What I have been able to notice is that both VPCs are sharing the same CIDR (10.0.0.0/16), something I did not notice when creating my VPC with Terraform and a default block, which could cause troubles in some situations where VPC interconnectivity is a must.
Also, you can see that the load balancers are exposed to the Internet. This was an intended behavior, but in case the databases or other elements had been misconfigured to be exposed, it will be easy to spot with this diagram.
Icons have limited capability. For example, an S3 endpoint has the same icon as an S3 actual bucket. Nonetheless, we can select every item to check for details.
Auditing my environment
Visualizing is an important feature, but we would like to check our environment to pinpoint weaknesses and other security concerns. Luckily, when creating the diagram data, a report is also available at http://0.0.0.0:8000/account-data/report.html. The interface takes a minute to load, and data will be inaccurate until then.
After all our data is loaded, you will see a chart dashboard depicting resource count, region usage, findings count… It will also list all vulnerabilities found on the Cloud infrastructure, graded by severity, under the section ‘Links to findings’. Clicking on any of the links, or scrolling down, will show you more details about each event.
Let’s check one finding rated as ‘HIGH’ in my environment.
Here, the scan is reporting that one policy defines services instead of people as Principals listing S3 buckets. This policy was defined to allow database services to read/list the S3 bucket. You can then assess your own risk and take adequate measures if applicable.
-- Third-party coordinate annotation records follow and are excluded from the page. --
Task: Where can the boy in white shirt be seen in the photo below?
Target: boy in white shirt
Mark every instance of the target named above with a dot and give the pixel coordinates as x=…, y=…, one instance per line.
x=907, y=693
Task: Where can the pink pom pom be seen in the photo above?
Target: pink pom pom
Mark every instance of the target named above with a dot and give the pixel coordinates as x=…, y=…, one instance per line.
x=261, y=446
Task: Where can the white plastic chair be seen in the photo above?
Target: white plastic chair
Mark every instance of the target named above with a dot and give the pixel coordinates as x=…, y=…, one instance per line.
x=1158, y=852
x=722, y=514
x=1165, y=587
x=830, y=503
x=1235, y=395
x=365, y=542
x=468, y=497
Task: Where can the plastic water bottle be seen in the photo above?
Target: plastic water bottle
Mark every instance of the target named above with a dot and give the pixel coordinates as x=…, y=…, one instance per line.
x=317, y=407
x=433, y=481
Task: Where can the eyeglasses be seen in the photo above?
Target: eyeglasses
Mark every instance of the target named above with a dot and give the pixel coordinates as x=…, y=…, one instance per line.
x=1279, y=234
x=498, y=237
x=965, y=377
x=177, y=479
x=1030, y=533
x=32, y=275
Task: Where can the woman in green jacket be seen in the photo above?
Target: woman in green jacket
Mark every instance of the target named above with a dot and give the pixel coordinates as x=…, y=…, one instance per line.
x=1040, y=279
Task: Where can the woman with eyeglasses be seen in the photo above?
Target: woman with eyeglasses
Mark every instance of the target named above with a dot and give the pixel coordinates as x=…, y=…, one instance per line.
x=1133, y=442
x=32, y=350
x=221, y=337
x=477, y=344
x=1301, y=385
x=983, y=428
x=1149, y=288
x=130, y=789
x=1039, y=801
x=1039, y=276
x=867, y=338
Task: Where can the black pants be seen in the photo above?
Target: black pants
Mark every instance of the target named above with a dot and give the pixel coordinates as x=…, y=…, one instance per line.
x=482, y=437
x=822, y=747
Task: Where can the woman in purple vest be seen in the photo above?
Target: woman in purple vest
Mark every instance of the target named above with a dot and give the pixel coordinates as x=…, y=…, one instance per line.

Note: this environment is already destroyed and therefore the finding is no longer relevant.
What are the limitations?
As mentioned before, there are notable issues to take into consideration when opting for a community project like this one. One might be continuation (for example, the visualization module is no longer maintained). Some unsupported features will not be extended any further as a result.
On the other hand, security auditing has a great variety of checks against your AWS infrastructure, but it will probably not rival most of the commercial solutions available due to their continuous evolution and support. At the time of writing (February 2023), the latest version and functional changes date from November 2021.
Who should be using this tool?
Despite all the limitations mentioned before, I think CloudMapper is a great fit for a first assessment of environments where no other tools have been implemented yet. The visualization tool may represent misconfigurations, such as unintended public accesses or idle EC2 instances, with just a browser and a few commands. Furthermore, the security audit report will be offering a set of findings where lots of them would be low-hanging fruits to solve.
It is also possible to implement a regular, scheduled run of CloudMapper for security auditing and create notifications to other channels. The authors have implemented a multi-account example with nightly runs and Slack notifications. It can be used as a complement to other checks you already have in place, with minimal configuration.
Finally, if your security auditing processes are relying entirely on open-source, this is one of the pieces you may want in your arsenal. It serves two major observability purposes within a single tool, and it is compatible with other more-specific software.